A few interpretations, and not doubt there could be many more.

Here’s the thing. When recognition is given (1:1, in a large public setting, etc.) it is as much about the givers wanting to say ‘thank you’ to the person they’re acknowledging as it is for the person receiving the recognition. When the person receiving moves the recognition aside with a “oh, it was no big deal” or “the team took care of it,” it can create the impact that the difference they made personally and/or professionally to the giver really doesn’t matter. As a result, this diminishes the giver of the recognition. These signs of acknowledgment are some of the most sincere ways we can connect with each other as human beings after an important exchange of time/energy/effort/resources has taken place.

When we downplay the gesture of acknowledgement, be it an in-the-moment verbal exchange or a standing ovation, we send a message that the effort of recognition being extended isn’t warranted or wanted. That whatever was done wasn’t a big deal, even though to the giver(s) it really was. That the giver should really stop what he/she/they are doing because it isn’t really wanted and as such, wouldn’t be welcomed in the future.

So we train each other to start minimizing acknowledgements. Because they are uncomfortable. And they become that way for everyone.

Not our intent when we go to hush the crowd, as this revered, generous leader did. But that can be the impact.

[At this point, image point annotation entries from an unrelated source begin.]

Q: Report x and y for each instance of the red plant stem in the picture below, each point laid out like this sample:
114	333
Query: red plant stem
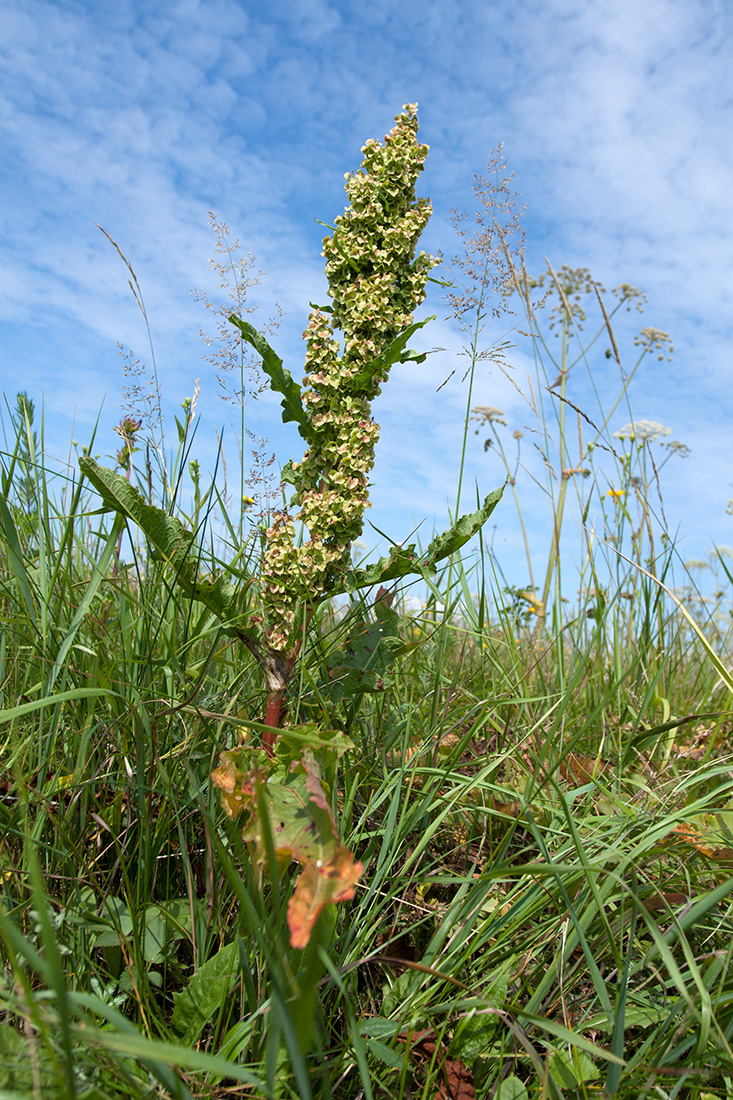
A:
272	718
277	674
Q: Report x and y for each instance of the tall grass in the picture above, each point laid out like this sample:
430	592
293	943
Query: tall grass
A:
540	795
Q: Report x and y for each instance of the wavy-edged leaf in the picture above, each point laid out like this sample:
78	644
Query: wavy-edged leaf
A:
396	352
281	380
405	560
207	990
363	661
166	535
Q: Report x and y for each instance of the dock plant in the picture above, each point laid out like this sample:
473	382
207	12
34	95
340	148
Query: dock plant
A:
375	282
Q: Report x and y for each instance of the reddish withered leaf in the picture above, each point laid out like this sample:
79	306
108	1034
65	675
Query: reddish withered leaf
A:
318	887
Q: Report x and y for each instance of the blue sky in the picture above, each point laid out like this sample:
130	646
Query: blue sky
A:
616	121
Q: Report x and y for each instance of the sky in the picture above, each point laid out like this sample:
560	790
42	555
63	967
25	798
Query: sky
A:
615	120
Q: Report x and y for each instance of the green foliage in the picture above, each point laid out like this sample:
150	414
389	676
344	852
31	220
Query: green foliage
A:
533	815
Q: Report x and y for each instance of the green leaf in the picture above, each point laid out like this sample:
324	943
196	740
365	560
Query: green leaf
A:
404	560
281	380
292	813
207	991
572	1068
463	529
363	661
166	535
396	352
512	1088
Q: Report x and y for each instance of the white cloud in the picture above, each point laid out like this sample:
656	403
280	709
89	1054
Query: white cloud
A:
143	118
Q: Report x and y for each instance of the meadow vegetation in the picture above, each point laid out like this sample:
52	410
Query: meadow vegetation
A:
511	807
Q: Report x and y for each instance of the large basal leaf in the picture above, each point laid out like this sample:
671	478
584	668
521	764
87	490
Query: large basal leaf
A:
405	560
281	378
166	535
208	989
287	802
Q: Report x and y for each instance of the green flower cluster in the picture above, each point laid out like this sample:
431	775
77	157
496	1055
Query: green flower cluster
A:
375	282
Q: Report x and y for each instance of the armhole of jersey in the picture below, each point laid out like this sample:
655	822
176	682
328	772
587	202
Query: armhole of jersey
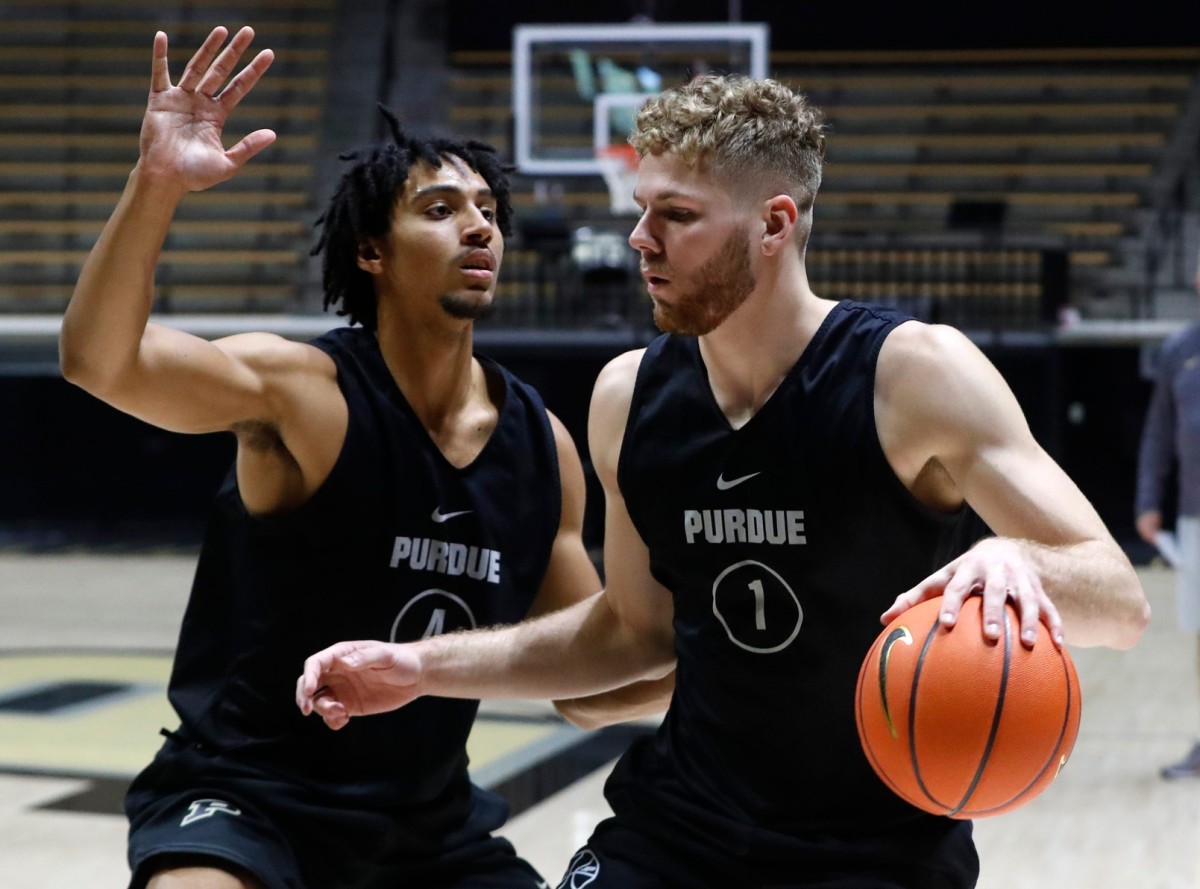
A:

Further, because I’ve seen this happen with kids present, we suggest to our children that it’s not right or appropriate to fully receive recognition when it’s being given. So because it’s not wanted, we train kids subliminally to stop giving it and not know what to do when they receive it, especially as they get older.

In my humble opinion, we need more moments of sincere recognition today. We live in a world of ‘not enough’ and ‘less than’ already. Ending recognition and moments to genuinely offer and receive ‘thanks’ only deepens this spiral.

As mentioned, so much of this falls on us when we are in moments of receiving recognition. It is our discomfort that has us bail out of truly staying and just receiving the ‘thank-you,’ the acknowledgment, the applause.

So here’s the skill in this. Learn to receive recognition.

These are my 4 tips to receiving recognition:

  1. Understand your relationship to being recognized. How comfortable is it? What does it mean when someone meaningfully acknowledges you? What does that bring up for you personally? What’s the cost to pushing recognition away? What’s the cost to simply receiving it for a few moments before moving on?
  2. Be fully present to the moment and experience. There’s nothing to do other than to receive and acknowledge in return, by looking into the eye(s) of those recognizing you and smiling.
  3. Express gratitude when the cheering stops. Because it will. And it will when the givers of recognition, those for whom you’ve truly made a difference, complete their expression. Just as you likely wanted to completed the exchange/task/project/role for which you’re now being recognized.
  4. Share what the recognition means to you. It’s a way to say ‘thank you’ for the ‘thank you.’

In the end, what I believe is that we all long to be seen and heard – in our work, teams, families….our life. Being recognized and giving recognition is one of the most powerful ways to do that with one another. Both sides giving and receiving.

So as a I leader, I challenge you to build your receiving muscle as much as your giving muscle. It will help complete the circle of the almighty Standing Ovation.